CCISD students from Friendswood attend Wedgewood Elementary School in Friendswood, and Brookside Intermediate School in Friendswood. Most residents of CCISD Friendswood are zoned to Clear Brook High School in unincorporated Harris County, while some residents of CCISD Friendswood are zoned to Clear Springs High School in League City.
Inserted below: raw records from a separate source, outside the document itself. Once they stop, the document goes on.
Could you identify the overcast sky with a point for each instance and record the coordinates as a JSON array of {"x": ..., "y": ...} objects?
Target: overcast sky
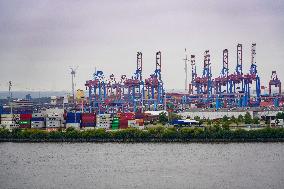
[{"x": 41, "y": 39}]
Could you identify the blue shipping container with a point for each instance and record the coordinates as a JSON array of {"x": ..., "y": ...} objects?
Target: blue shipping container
[
  {"x": 73, "y": 118},
  {"x": 37, "y": 119}
]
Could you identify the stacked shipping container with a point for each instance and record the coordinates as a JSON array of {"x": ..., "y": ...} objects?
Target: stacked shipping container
[
  {"x": 9, "y": 121},
  {"x": 104, "y": 121},
  {"x": 25, "y": 121},
  {"x": 124, "y": 118},
  {"x": 73, "y": 120},
  {"x": 88, "y": 120},
  {"x": 37, "y": 121},
  {"x": 115, "y": 123}
]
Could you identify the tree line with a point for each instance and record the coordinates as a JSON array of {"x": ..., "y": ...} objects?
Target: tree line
[{"x": 157, "y": 134}]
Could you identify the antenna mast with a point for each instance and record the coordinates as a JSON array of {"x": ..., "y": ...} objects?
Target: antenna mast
[
  {"x": 185, "y": 70},
  {"x": 10, "y": 96},
  {"x": 73, "y": 73}
]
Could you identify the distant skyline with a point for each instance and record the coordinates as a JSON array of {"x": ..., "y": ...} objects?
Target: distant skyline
[{"x": 41, "y": 39}]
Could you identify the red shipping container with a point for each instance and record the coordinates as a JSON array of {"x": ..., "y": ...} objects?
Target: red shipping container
[
  {"x": 88, "y": 118},
  {"x": 26, "y": 126},
  {"x": 25, "y": 116}
]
Students who live in the area around Friendswood, but are in unincorporated Harris County with address listed as Friendswood or Webster attend Greene Elementary School or Landolt Elementary School in unincorporated Harris County for elementary schools. For middle school they are zoned to Westbrook Intermediate School in Houston.

===Public libraries===
The Friendswood Public Library at 416 South Friendswood Drive serves Friendswood.

===Colleges and universities===
The Friendswood ISD area is assigned to College of the Mainland, while the portion of Clear Creek ISD in Harris County (and therefore the Harris County part of Friendswood) is assigned to San Jacinto College.

==Controversy==
In 2011, the City of Friendswood locked access to its computer system, e-mail and online services after hackers extracted hundreds of emails from then Police Chief Robert Wieners and posted them online. Wieners allegedly wrote an e-mail in which he described a suspect as a “stupid bitch” who “got what she deserved.” Wieners then goes on to state “I’ll bet she was fat and black too.” Wieners denied he was the creator of the e-mail. The hackers also claimed Wieners' e-mail account contained an anti-Muslim chain e-mail entitled “1,400 years of inbreeding amongst Muslims.”

==Notable people==

- Greg Bonnen, neurosurgeon and Republican member of the Texas House of Representatives from Friendswood
- Stephen Bowen, NASA astronaut and a United States Navy submariner.
- Katie Rose Clarke, Broadway actor, famous for the roles of Clara in Light in the Piazza, Glinda in Wicked, and Hannah in Allegiance
- Haley Carter, former Houston Dash soccer player
- Robin Coleman, American Gladiator Hellga, 2001 World's Strongest Woman (bronze)
- Charles L. Cotton, president of the National Rifle Association of America (NRA)
- Penny Edwards, actress known for many western films; died in Friendswood
- R'Bonney Gabriel, beauty queen, model, fashion designer, Miss Universe 2022
- Joseph Gutheinz, attorney and investigator of stolen and missing Moon rocks
- Suzanna Hupp, former member of the Texas House of Representatives
- Corey Julks, MLB player
- Christopher C. Kraft Jr., aerospace engineer and NASA administrator
- Glynn Lunney, NASA flight director
- Bill McArthur, retired United States Army colonel and NASA astronaut
- Balor Moore, former MLB pitcher resides in Friendswood
- Ronnie Price, NBA basketball player
- Bruce Prichard, executive director for WWE and co-host of Something to Wrestle with Bruce Prichard
- Ryan Sitton, Republican nominee for the Texas Railroad Commission in the November 4, 2014, general election
- Deke Slayton, Mercury Seven astronaut and NASA administrator
- Rene Steinke, novelist and author of the 2014 novel Friendswood
- Steve Stockman, politician
- Booker T, and spouse Sharmell Sullivan-Huffman – professional wrestling personalities
- Larry Taylor, Republican member of the Texas Senate from District 11 (2013–Present) and Texas House of Representatives from District 24 (2003–2013)
- Randy Weber, Republican member of the U.S. House of Representatives from Texas's 14th congressional district (2013–Present) and former member of the Texas House of Representatives (2009–2013)

==Climate and weather==
The climate in this area is characterized by hot, humid summers and generally mild to cool winters. According to the Köppen climate classification, Friendswood has a humid subtropical climate, Cfa on climate maps.

Friendswood has a historical reputation among Friends, Friendswood inhabitants, for extreme weather due to the close proximity to Galveston Island and therefore the Gulf of Mexico. In recent history Friendswood was devastated by Hurricane Harvey in 2017, a category 4 hurricane, along with Hurricane Beryl of 2024. After numerous major storms swept through southeastern Texas, where Friendswood is located, residents began building houses above ground to avoid flooding. Major flooding is caused by the rise of Clear Creek, a body of water near the suburbs of Polly Ranch.